In the past, the people of these valleys resorted to slash-and-burn farming and used charcoal kilns. This means that the people gathered here found it hard to make a livelihood, and Deokcheongang River is the repository of many of their sorrowful stories. Even when there are no red autumn leaves, the ripples of the water on Deokcheongang River looks crimson in the sunset—perhaps the color symbolizes the pain of the common people who lived through the vicissitudes of Jirisan’s history.

Deokcheongang River continues to flow through its sinuous course headed for the lower lands, in a manner that seems like a mimicry of the lives of the people who find themselves in Jirisan Mountain. Sometimes its course is blocked by the foot of a mountain, and the river rushes forth as though impatient to move ahead; sometimes it moves in enraged currents as though it feels the urge to sweep across the fields relentlessly; ultimately, however, it descends humbly into the lower places.

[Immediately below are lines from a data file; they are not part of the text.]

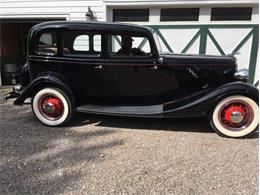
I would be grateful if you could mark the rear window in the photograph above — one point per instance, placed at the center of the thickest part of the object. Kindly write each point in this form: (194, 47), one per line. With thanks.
(81, 43)
(47, 44)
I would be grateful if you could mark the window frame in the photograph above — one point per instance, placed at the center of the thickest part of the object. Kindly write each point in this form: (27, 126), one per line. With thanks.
(196, 9)
(229, 20)
(91, 35)
(37, 40)
(152, 52)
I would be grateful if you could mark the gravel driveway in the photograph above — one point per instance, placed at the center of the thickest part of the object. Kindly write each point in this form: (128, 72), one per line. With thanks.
(115, 155)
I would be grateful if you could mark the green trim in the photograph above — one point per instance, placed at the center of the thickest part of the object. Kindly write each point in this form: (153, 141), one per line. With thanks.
(203, 40)
(204, 32)
(203, 25)
(164, 41)
(253, 55)
(194, 38)
(215, 43)
(238, 47)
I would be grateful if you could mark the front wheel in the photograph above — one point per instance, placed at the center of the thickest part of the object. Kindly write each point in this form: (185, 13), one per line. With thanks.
(52, 106)
(235, 116)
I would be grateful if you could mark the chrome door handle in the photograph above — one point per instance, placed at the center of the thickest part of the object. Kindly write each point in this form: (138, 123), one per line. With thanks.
(155, 67)
(98, 66)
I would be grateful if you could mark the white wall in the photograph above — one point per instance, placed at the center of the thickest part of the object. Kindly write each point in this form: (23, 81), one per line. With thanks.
(69, 9)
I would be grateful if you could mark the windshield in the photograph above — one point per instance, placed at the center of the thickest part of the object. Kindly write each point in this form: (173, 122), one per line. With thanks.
(157, 42)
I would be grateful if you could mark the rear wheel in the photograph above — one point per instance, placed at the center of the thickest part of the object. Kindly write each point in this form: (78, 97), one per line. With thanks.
(235, 116)
(52, 106)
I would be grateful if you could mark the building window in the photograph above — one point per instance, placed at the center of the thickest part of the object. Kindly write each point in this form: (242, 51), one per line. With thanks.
(231, 13)
(47, 44)
(179, 14)
(131, 15)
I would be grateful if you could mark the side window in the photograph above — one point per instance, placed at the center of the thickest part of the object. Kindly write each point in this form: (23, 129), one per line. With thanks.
(47, 44)
(81, 43)
(128, 46)
(76, 43)
(97, 43)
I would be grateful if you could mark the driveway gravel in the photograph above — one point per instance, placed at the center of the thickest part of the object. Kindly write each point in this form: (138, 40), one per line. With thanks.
(115, 155)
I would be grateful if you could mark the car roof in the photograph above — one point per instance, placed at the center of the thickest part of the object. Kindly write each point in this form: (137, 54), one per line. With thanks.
(106, 26)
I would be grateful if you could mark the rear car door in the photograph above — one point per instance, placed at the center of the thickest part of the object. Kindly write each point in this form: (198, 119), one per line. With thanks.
(125, 79)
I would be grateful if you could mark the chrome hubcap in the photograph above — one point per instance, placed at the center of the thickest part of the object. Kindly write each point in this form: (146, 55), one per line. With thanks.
(236, 117)
(51, 107)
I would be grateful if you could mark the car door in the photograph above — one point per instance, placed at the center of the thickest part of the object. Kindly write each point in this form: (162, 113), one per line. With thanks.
(82, 56)
(127, 80)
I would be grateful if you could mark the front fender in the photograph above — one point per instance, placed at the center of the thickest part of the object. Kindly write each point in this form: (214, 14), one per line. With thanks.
(202, 105)
(45, 80)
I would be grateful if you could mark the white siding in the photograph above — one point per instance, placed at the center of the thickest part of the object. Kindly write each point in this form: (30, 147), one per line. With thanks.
(72, 10)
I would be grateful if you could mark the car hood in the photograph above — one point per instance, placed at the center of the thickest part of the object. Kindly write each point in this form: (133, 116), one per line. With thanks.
(186, 59)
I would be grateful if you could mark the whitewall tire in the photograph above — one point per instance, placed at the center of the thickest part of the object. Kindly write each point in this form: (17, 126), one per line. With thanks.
(52, 106)
(235, 116)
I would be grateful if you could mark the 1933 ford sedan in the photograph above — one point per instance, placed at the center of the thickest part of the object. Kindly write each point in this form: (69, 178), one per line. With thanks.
(119, 69)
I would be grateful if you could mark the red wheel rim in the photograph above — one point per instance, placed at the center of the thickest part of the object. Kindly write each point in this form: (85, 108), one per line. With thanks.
(236, 115)
(51, 107)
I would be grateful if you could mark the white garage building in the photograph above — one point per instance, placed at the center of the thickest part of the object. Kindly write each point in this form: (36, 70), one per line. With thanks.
(189, 26)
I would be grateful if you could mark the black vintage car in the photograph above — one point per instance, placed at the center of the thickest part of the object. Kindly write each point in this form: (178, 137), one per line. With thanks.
(119, 69)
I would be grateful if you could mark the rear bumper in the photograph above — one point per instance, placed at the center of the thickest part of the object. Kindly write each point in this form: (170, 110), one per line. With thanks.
(17, 90)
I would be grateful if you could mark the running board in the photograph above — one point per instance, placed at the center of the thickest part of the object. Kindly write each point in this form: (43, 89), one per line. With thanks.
(122, 110)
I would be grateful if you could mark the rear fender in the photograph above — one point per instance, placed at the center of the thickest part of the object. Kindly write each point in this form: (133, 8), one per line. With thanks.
(204, 104)
(48, 79)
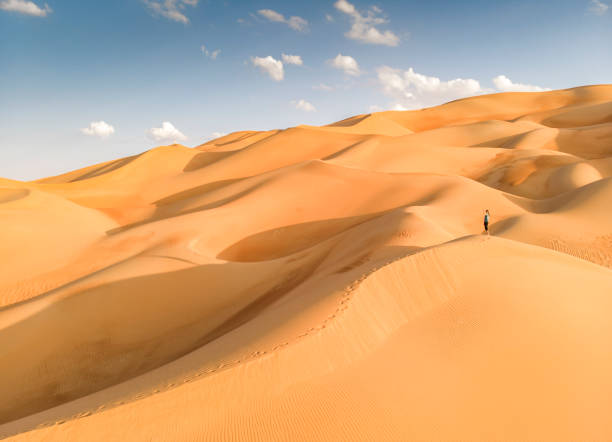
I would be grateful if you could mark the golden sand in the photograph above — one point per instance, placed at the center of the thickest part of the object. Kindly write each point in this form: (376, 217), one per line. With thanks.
(322, 283)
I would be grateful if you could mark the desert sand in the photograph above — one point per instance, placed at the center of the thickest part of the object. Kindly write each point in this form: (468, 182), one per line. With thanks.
(322, 283)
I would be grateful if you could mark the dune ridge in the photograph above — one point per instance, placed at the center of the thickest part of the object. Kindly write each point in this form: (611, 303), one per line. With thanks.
(322, 283)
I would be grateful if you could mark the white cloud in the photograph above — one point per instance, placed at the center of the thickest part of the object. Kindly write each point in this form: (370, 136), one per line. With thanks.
(293, 59)
(171, 9)
(504, 84)
(412, 90)
(304, 105)
(274, 68)
(346, 63)
(294, 22)
(99, 129)
(25, 7)
(167, 133)
(212, 55)
(597, 7)
(363, 26)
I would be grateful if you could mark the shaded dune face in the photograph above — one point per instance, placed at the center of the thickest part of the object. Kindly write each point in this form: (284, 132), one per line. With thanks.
(322, 283)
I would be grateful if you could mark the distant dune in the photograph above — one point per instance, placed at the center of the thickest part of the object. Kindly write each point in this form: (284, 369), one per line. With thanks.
(322, 283)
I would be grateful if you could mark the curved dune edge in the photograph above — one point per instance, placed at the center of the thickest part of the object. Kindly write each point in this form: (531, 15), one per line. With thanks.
(387, 319)
(181, 277)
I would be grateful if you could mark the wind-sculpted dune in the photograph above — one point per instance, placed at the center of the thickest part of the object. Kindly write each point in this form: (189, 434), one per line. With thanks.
(322, 283)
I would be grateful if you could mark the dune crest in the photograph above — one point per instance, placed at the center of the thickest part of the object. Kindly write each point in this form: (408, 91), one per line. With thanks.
(322, 283)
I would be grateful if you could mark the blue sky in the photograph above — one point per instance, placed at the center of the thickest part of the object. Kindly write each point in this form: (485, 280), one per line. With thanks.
(89, 81)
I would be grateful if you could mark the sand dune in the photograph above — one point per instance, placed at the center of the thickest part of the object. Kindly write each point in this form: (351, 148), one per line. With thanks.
(322, 283)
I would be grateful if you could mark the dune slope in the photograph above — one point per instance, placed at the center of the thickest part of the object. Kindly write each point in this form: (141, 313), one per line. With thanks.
(322, 283)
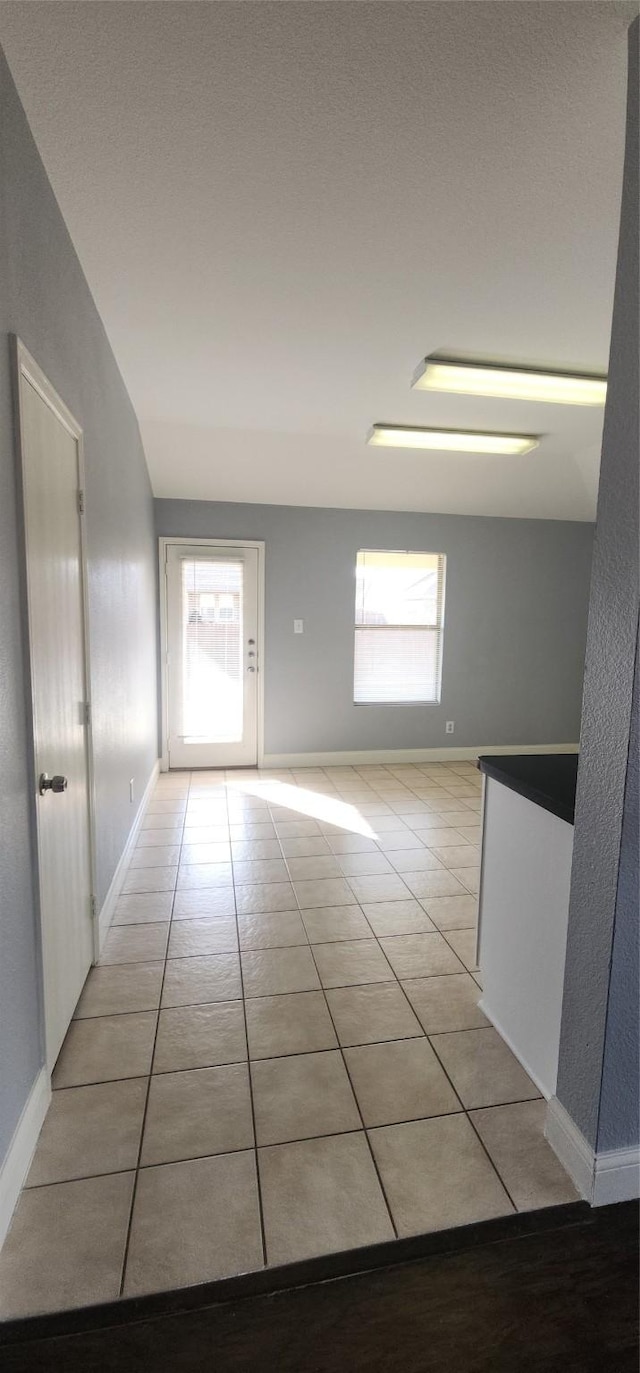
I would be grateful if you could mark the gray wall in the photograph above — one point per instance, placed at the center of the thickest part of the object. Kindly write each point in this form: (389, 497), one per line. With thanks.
(44, 298)
(515, 621)
(596, 1007)
(620, 1104)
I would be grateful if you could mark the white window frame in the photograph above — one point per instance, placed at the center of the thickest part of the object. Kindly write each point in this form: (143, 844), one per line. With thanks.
(393, 705)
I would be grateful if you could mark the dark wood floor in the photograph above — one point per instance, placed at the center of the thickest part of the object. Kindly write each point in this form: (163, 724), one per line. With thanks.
(562, 1299)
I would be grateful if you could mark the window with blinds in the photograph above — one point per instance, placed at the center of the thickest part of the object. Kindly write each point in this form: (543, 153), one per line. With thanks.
(400, 602)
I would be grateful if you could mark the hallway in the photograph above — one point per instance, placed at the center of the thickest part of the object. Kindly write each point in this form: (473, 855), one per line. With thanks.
(326, 919)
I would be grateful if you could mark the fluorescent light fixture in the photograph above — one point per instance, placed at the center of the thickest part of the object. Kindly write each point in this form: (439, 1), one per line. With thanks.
(518, 383)
(451, 441)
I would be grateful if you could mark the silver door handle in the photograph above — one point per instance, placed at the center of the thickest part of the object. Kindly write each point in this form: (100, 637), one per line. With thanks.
(54, 784)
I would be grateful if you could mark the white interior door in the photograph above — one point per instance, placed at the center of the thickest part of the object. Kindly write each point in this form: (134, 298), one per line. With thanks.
(51, 470)
(212, 672)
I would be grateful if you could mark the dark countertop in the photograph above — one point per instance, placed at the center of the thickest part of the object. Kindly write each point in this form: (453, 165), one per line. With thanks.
(545, 779)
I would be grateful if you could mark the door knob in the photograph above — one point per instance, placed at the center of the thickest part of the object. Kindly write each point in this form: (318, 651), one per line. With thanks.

This is why Deokcheongang River is a river that reminds us of both sorrow and true humanity.

Yangcheongang River
Yangcheongang River

Yangcheongang River is a river that flows through Saengbiryang-myeon, Sancheong-gun and Sinan-myeon. It originates in Hapcheon-gun Jagulsan Mountain, passes through Ssangbaek-myeon, Hapcheon-gun and Daeui-myeon, Uiryeong-gun to flow into Sancheong and merge with the water of Dangyecheon. Finally, it converges with Gyeonghogang River and flows into Namgang River. It is also known by the name 'Saengbiryangcheon Stream.’

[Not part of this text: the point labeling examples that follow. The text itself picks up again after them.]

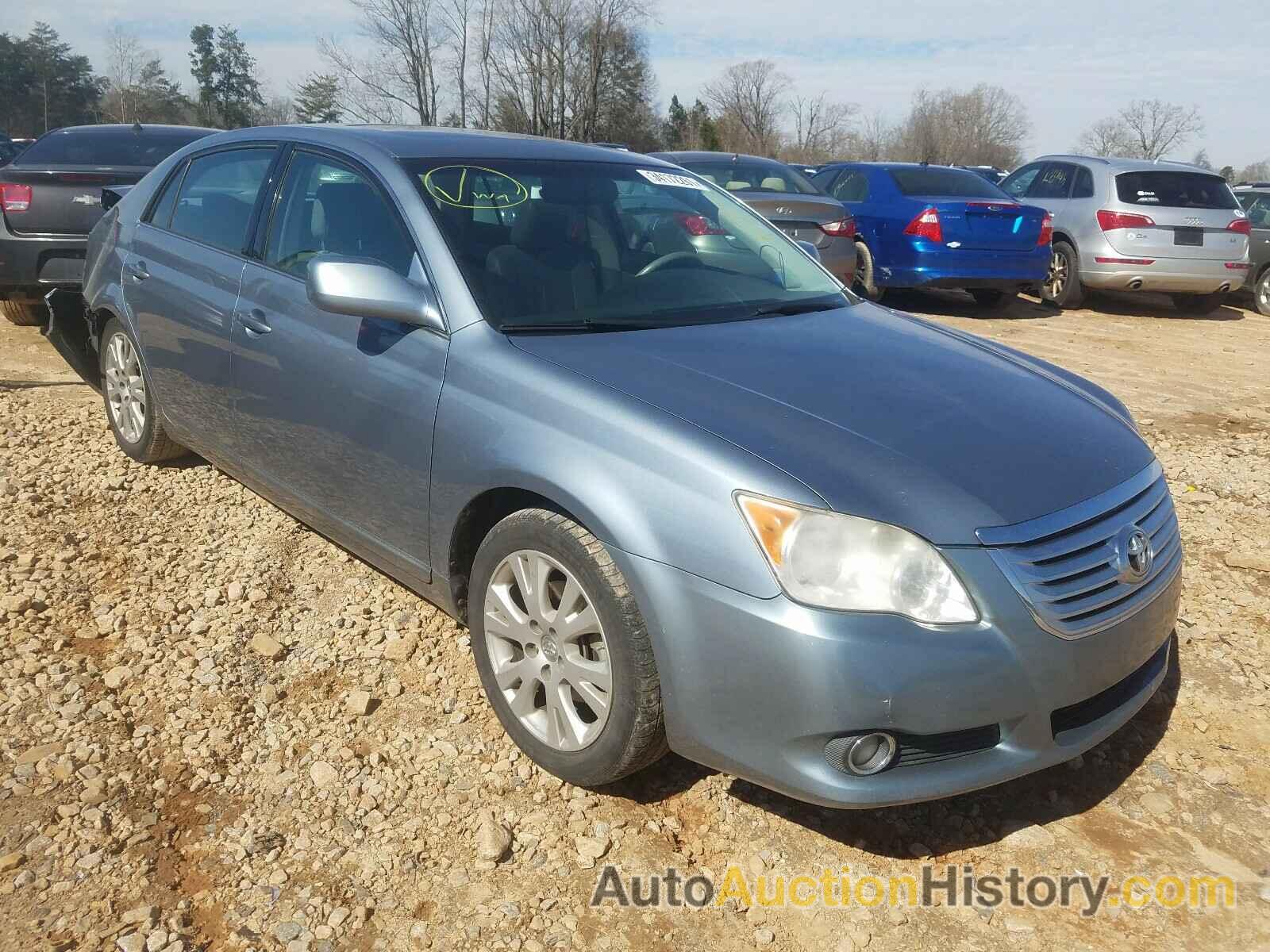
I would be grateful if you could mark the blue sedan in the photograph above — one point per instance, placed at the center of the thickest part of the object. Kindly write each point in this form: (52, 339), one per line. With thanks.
(933, 226)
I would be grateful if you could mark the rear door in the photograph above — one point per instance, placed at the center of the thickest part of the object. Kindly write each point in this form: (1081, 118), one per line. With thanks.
(334, 412)
(1175, 213)
(181, 282)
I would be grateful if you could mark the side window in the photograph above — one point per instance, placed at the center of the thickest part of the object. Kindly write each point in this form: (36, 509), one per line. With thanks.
(217, 196)
(1054, 182)
(1083, 187)
(328, 206)
(1022, 181)
(162, 211)
(852, 187)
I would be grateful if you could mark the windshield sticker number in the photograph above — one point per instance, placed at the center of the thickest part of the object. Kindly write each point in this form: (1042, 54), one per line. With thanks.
(667, 178)
(474, 187)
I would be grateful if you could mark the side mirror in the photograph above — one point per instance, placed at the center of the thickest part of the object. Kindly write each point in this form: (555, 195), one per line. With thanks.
(362, 289)
(812, 251)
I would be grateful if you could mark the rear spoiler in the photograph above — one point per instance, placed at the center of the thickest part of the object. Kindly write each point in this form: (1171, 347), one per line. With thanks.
(112, 194)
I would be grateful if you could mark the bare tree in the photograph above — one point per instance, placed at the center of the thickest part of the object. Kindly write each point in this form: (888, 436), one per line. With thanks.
(1146, 129)
(749, 99)
(821, 129)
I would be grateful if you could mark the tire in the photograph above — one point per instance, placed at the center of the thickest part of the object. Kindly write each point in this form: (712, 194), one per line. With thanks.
(1261, 292)
(507, 635)
(992, 298)
(1062, 286)
(1198, 304)
(25, 314)
(146, 441)
(864, 282)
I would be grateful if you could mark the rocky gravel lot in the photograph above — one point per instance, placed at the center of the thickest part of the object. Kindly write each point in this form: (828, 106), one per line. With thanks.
(217, 730)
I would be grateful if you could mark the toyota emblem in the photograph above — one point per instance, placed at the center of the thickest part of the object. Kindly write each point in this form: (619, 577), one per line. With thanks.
(1133, 554)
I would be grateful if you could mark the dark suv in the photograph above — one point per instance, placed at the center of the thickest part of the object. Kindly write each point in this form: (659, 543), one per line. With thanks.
(51, 198)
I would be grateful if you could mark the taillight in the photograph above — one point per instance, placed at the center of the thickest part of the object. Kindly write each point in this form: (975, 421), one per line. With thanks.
(1047, 230)
(698, 225)
(842, 228)
(926, 225)
(13, 197)
(1110, 221)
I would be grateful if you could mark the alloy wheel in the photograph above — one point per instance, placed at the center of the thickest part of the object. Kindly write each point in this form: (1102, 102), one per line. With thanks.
(1057, 277)
(125, 387)
(548, 651)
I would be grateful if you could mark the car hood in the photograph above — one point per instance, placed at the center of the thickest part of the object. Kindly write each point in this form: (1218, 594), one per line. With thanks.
(878, 413)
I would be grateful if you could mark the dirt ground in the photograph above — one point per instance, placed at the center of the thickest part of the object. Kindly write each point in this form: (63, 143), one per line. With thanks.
(186, 763)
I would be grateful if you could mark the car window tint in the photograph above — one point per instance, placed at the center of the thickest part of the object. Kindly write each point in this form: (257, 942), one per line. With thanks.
(1175, 190)
(939, 181)
(1083, 187)
(1054, 182)
(852, 187)
(328, 206)
(217, 196)
(1018, 184)
(162, 213)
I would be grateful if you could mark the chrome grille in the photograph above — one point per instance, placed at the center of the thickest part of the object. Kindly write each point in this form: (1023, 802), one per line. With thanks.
(1066, 565)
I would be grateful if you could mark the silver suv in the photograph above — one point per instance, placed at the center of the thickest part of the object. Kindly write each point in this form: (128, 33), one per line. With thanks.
(1134, 225)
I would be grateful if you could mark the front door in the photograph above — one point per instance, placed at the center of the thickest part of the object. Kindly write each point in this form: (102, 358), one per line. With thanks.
(337, 413)
(181, 283)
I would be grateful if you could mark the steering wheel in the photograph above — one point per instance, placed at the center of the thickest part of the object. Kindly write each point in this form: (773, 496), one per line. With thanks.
(660, 263)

Over its long, 60km course from its origin, this river has nurtured the region, providing water for daily and agricultural use. The flow is gentle, however, and after the construction of the Namgang Dam, there has frequently been damage from flooding during the rainy season. There was once a time when the sweet-fish and dace caught in this river were considered delicacies, but these species have vanished after the construction of the dam.

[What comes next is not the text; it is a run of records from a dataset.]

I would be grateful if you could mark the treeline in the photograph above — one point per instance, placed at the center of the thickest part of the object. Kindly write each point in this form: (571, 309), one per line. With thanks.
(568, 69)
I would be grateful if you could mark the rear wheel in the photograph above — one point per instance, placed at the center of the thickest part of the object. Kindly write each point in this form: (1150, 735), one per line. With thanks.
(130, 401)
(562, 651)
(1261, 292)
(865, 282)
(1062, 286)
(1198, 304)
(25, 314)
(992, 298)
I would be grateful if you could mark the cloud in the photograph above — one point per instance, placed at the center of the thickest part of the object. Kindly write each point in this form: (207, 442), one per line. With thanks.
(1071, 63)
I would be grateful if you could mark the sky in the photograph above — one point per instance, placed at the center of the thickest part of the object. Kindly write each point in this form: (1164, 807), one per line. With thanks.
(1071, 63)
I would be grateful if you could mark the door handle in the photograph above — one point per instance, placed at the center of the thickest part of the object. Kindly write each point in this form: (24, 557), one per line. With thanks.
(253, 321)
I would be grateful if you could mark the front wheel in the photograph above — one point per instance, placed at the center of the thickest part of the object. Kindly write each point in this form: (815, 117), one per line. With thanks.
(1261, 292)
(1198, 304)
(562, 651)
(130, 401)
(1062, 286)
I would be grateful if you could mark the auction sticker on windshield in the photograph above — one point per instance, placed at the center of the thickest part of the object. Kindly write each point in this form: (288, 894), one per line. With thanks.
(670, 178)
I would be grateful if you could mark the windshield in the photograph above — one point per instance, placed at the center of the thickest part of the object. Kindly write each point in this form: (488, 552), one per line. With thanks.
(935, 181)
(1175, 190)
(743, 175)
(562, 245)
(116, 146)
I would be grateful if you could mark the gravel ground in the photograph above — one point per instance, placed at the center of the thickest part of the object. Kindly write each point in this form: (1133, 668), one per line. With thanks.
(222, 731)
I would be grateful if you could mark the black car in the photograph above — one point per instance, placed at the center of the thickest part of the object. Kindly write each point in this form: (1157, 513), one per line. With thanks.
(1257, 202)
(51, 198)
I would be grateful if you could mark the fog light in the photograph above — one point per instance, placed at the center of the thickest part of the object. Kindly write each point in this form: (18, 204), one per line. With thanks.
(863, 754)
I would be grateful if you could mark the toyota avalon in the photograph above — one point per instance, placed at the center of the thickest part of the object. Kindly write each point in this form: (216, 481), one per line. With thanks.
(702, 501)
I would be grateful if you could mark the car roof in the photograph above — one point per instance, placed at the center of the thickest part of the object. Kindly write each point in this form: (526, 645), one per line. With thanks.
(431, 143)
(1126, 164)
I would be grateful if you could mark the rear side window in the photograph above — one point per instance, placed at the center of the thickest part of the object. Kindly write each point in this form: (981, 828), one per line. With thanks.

The scenery observed along the riverside road stretching from Uiryeong to Daeui is first rate, and in the direction of Dojeon-ri in Saengbiryang-myeon, you can visit the Rock-carved Buddhas and Eoeunseowon Confucian Academy which earned royal recognition under the leadership of scholar Uam Song Si-yeol.

Jirisan Yangdansu
Jirisan Yangdansu

“Yangdansu” refers to two separate streams of water descending from different valleys, and therefore places named “Yangdansu” are located where two waterways meet and merge. Yangdansu may consist of two rivers that are equivalent in size and length, but there are also cases where one of the two rivers is shorter or narrower.

However, Yangdansu always converge into one flow, and the combined rivers merge and blend together rather than one exerting itself to be a stronger current than the other. Thus both are rendered both far more gentle and harmonious in character. If we take a moment to reflect on the symbolism of this convergence, a visit to Yangdansu may feel all the more meaningful.

As the two currents of water combine at Yangdansu, a unique topography is formed. In most cases, white beaches of sand or pebbles are formed over a broad stretch of land, and this is why Yangdansu are often favorite spots for recreation and rest.

The properties of the two currents of water that converge at Yangdansu may be different from one another: the water from a shorter valley stream tend to be colder and clearer, while water from a broad and long river will not have as low a temperature. For this reason, the point of convergence of the Yangdansu can be very dangerous for swimmers in the summertime. Even within a small area, the temperature of the water may change rapidly, which can often trigger heart failures and accidents: visitors should take extra caution.